My young (14 yo) SIL was rushed to the hospital today, and we have been told she has type 1 diabetes. I am on the JDRF website trying to read up on it, but was wondering if any of you had any advice or could share experiences. When I was 15, a friend of mine (also 15) died after a diabetic seizure, and so my initial reaction is to be terrified for SIL. So far I am reading that most people with the disease can live long healthy lives, so that has calmed me down some. TIA.
Re: Need advice re: Type 1 diabetes
My mom's had Type 1 her whole life. She's really really brittle though, so I'm not gonna freak you out with her stories. But most people if they're careful, pay attention, eat correctly and do insulin correctly they do just fine. It's not like diabetes automatically means quality of life is bad or anything. It's just a little more difficult than perfect health.
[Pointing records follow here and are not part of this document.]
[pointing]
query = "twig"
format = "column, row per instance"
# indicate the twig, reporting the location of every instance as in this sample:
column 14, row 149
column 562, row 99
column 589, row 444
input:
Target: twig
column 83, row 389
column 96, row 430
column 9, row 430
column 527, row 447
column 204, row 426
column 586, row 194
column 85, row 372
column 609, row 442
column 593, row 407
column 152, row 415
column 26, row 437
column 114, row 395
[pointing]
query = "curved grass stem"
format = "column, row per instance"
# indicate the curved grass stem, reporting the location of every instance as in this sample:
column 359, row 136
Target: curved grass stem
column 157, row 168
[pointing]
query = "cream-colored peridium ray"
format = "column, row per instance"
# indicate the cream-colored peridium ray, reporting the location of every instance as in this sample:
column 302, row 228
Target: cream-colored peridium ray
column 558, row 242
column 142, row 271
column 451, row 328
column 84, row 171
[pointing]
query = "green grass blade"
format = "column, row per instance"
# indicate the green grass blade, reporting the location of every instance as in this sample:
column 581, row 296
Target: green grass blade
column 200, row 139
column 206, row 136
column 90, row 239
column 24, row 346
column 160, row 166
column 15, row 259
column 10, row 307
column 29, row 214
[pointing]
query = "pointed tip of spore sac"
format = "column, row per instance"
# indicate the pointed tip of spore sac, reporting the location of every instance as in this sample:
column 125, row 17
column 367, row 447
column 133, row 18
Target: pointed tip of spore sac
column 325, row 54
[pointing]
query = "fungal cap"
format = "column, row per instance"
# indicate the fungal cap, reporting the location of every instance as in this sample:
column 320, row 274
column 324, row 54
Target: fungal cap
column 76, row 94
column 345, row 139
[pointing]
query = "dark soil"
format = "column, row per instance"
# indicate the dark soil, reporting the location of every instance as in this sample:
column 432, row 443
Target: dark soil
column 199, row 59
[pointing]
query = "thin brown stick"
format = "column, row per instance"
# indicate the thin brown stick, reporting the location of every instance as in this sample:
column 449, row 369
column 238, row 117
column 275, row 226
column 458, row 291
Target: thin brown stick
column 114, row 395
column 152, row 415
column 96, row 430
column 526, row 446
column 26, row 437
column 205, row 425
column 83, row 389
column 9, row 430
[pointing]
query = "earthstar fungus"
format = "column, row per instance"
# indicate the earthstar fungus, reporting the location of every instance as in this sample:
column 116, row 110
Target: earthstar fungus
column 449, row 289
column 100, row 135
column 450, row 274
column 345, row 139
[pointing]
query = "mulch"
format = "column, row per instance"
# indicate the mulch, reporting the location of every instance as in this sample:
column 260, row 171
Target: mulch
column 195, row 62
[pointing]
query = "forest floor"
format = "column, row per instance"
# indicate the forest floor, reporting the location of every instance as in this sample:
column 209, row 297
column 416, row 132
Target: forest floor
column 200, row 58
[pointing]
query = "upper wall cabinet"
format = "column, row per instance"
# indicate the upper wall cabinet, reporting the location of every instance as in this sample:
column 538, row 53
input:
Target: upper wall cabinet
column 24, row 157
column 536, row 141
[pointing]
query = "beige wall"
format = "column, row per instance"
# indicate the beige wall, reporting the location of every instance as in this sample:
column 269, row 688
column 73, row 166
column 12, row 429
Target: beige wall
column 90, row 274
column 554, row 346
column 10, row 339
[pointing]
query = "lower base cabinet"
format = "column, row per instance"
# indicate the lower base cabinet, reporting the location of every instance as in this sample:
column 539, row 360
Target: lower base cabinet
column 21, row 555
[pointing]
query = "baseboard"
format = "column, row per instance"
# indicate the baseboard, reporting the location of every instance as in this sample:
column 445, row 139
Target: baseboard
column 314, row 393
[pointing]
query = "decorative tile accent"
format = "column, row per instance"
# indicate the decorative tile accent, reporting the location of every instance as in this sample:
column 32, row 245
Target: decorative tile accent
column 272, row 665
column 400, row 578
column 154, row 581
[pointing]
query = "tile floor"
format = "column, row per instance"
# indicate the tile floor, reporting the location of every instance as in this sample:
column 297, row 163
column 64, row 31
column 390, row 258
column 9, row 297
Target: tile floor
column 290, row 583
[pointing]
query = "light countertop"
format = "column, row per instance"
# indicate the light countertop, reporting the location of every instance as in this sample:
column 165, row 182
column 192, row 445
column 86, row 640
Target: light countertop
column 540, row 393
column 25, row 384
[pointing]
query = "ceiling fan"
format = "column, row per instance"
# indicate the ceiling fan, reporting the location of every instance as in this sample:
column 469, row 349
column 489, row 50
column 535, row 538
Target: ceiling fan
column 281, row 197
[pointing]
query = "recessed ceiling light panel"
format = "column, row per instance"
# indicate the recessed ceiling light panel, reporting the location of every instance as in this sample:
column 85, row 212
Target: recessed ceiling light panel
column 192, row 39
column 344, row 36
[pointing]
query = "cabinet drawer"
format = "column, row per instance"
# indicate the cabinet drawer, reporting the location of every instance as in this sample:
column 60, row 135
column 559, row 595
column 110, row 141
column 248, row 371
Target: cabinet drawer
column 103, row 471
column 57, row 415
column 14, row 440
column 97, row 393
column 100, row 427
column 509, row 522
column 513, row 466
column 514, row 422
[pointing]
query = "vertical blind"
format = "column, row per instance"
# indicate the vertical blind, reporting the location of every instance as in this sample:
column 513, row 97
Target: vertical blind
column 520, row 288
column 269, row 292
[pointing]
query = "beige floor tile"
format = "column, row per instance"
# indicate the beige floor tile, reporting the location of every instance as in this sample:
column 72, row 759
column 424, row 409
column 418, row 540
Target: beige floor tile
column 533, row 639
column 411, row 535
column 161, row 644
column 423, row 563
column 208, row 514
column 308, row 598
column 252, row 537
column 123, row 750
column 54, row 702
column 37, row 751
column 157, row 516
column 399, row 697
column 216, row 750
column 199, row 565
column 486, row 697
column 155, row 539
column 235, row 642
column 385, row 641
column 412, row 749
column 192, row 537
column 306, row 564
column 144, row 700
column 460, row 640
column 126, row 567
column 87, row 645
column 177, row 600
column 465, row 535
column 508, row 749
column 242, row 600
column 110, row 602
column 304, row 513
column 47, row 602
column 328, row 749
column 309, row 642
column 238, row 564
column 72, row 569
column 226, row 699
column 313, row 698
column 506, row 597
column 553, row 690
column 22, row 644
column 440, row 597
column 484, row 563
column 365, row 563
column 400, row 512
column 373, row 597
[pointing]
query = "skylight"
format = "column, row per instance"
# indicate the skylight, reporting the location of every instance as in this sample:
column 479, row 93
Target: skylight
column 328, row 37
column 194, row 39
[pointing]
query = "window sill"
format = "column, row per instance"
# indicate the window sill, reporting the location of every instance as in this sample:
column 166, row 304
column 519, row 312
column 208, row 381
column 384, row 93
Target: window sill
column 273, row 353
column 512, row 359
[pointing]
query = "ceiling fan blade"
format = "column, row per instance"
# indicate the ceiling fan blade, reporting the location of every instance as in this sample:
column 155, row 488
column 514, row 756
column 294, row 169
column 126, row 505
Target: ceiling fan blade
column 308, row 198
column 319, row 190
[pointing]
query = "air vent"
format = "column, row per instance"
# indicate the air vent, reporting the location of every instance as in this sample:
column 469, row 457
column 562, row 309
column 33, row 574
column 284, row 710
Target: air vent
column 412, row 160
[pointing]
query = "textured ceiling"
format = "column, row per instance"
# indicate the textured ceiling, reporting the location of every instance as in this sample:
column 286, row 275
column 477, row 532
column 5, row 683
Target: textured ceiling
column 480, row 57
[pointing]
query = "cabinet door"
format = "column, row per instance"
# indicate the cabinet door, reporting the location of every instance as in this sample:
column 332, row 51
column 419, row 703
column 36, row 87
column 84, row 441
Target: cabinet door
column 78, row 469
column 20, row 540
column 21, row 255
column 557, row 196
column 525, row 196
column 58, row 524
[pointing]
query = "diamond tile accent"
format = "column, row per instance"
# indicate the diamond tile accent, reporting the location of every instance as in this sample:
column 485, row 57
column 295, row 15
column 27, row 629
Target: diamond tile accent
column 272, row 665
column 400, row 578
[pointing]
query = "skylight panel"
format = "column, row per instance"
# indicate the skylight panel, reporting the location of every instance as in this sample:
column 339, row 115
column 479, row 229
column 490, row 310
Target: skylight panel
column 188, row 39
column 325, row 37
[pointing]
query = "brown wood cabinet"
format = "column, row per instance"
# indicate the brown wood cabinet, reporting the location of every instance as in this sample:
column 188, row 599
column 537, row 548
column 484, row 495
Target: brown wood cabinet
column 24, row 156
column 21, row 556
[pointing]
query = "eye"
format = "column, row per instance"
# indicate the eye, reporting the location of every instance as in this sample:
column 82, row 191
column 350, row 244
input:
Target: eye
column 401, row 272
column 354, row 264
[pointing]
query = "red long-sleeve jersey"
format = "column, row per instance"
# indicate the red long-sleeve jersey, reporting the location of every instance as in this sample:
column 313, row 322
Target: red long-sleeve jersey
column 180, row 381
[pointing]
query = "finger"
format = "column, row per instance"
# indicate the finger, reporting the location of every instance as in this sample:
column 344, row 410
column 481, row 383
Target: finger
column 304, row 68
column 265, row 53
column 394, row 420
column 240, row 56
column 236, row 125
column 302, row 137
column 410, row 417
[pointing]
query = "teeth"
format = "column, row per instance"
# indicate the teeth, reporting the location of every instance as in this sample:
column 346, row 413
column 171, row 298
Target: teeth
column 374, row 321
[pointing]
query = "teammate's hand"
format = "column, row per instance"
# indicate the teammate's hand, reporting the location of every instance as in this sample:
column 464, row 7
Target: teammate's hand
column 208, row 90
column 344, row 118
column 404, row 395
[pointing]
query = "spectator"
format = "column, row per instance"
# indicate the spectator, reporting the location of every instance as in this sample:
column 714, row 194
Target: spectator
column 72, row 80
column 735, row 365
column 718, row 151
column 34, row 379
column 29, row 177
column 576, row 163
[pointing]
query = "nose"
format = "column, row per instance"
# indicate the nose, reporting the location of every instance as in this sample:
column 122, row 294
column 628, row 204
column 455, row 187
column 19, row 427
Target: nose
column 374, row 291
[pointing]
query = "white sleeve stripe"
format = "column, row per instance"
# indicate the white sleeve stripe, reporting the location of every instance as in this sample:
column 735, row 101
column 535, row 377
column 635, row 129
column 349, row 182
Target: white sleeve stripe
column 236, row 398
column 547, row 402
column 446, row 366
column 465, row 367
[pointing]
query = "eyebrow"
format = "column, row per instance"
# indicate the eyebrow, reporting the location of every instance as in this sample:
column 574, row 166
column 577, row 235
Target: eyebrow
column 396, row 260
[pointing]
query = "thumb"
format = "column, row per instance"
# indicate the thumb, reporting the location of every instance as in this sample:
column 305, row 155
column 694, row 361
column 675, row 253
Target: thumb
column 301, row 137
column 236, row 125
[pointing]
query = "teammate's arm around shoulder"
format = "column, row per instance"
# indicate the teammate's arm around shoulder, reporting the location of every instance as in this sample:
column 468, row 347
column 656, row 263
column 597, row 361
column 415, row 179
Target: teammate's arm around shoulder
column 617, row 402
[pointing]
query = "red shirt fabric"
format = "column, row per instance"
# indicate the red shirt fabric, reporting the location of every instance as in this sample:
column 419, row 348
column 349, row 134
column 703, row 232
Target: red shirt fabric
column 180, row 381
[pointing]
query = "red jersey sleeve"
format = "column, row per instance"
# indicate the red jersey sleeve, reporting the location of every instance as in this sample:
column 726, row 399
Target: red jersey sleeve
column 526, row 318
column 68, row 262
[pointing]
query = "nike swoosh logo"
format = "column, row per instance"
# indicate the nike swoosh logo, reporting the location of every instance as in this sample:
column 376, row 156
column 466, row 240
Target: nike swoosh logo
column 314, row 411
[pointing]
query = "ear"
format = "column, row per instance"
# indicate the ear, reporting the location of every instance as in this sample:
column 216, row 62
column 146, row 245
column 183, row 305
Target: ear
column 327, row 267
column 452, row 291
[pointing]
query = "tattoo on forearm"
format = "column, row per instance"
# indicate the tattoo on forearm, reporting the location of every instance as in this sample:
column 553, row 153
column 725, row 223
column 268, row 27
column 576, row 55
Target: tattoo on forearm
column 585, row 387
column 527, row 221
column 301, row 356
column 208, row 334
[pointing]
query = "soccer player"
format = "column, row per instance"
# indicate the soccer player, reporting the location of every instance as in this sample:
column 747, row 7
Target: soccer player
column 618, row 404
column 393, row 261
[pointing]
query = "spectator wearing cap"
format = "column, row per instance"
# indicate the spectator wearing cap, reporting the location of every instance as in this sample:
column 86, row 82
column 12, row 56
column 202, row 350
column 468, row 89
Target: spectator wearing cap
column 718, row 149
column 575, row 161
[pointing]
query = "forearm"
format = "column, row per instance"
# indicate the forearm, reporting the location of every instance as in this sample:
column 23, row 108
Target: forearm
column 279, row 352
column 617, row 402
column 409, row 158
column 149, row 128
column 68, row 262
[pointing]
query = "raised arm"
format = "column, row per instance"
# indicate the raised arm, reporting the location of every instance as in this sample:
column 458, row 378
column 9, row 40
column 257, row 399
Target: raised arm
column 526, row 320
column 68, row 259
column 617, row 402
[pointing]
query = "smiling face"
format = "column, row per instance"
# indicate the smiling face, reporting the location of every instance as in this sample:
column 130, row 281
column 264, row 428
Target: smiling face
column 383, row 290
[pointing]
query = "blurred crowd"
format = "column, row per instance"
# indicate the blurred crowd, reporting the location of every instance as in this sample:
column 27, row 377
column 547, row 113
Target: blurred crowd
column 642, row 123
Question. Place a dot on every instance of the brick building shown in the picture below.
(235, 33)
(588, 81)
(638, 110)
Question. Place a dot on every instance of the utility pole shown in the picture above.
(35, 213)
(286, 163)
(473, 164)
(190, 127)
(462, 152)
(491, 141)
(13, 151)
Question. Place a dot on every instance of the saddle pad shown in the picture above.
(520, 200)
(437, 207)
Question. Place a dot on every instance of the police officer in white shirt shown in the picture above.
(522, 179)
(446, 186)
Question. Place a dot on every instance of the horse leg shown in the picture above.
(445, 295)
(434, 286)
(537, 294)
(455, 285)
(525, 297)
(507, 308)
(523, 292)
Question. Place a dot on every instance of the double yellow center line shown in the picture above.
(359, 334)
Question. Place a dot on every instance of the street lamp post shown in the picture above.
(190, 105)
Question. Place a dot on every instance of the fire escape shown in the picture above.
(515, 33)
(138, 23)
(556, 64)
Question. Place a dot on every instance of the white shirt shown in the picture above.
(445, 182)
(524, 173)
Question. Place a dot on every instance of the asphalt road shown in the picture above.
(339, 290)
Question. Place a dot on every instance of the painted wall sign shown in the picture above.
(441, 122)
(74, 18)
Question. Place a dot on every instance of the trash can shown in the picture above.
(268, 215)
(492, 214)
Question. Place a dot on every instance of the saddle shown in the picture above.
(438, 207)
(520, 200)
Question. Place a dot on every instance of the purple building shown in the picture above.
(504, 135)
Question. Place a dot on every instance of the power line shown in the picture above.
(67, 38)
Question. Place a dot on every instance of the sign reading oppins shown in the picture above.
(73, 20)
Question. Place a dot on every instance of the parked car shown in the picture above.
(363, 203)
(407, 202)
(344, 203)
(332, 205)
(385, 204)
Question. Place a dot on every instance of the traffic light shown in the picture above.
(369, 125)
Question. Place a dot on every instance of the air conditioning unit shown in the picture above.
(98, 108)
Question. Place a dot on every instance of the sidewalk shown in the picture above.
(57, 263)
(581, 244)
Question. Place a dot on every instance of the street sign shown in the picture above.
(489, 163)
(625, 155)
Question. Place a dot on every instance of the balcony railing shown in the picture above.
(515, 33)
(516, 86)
I have a mix between 1 and 2 and my dad has two, so if you ever need to talk I'm pretty much the queen of anecdotal advice :P It's not fun, I'll be honest. I understood carbs and how to count and how to do all the necessary stuff before I needed to because of my parents and I still was bad and didn't follow my food necessities voluntarily for a while and messed my system up. It's a lot of willpower. You can't go out to an illegal high school party and get drunk without thinking about anything else. You can't go on an oreo binge without thinking about it. No extremes like that. But it is by no means a terrible evil thing that will mess up your whole life either.
when she goes low like 60's she gets incoherent and can't fix it so she goes down faster - less than 20 = insulin coma, then paramedics and ER and it's crazyyyy. I am v v v familiar with calling 911.
I have seen both ends of the spectrum. High you can call people and get help. Low you can't.
Again, she's a special case so I didn't want to freak OP out because I highly doubt (or at least hope) the situation her family is dealing with is this brittle but yeah I always vote for a little high over a little low.
I don't get crazy incoherent but I do feel naseous and I don't want to eat when it's low. (Obviously, that is the wrong feeling for survival in general.)
My DH (who is 39 now) was diagnosed at 12. Besides being a PITA for him with shots and monitoring, he's remained healthy and was just inducted into our Alma Mater's Athletics Hall of Fame (he was a placekicker on the football team).
He just got a pump (the POD) a few months ago and love love loves it.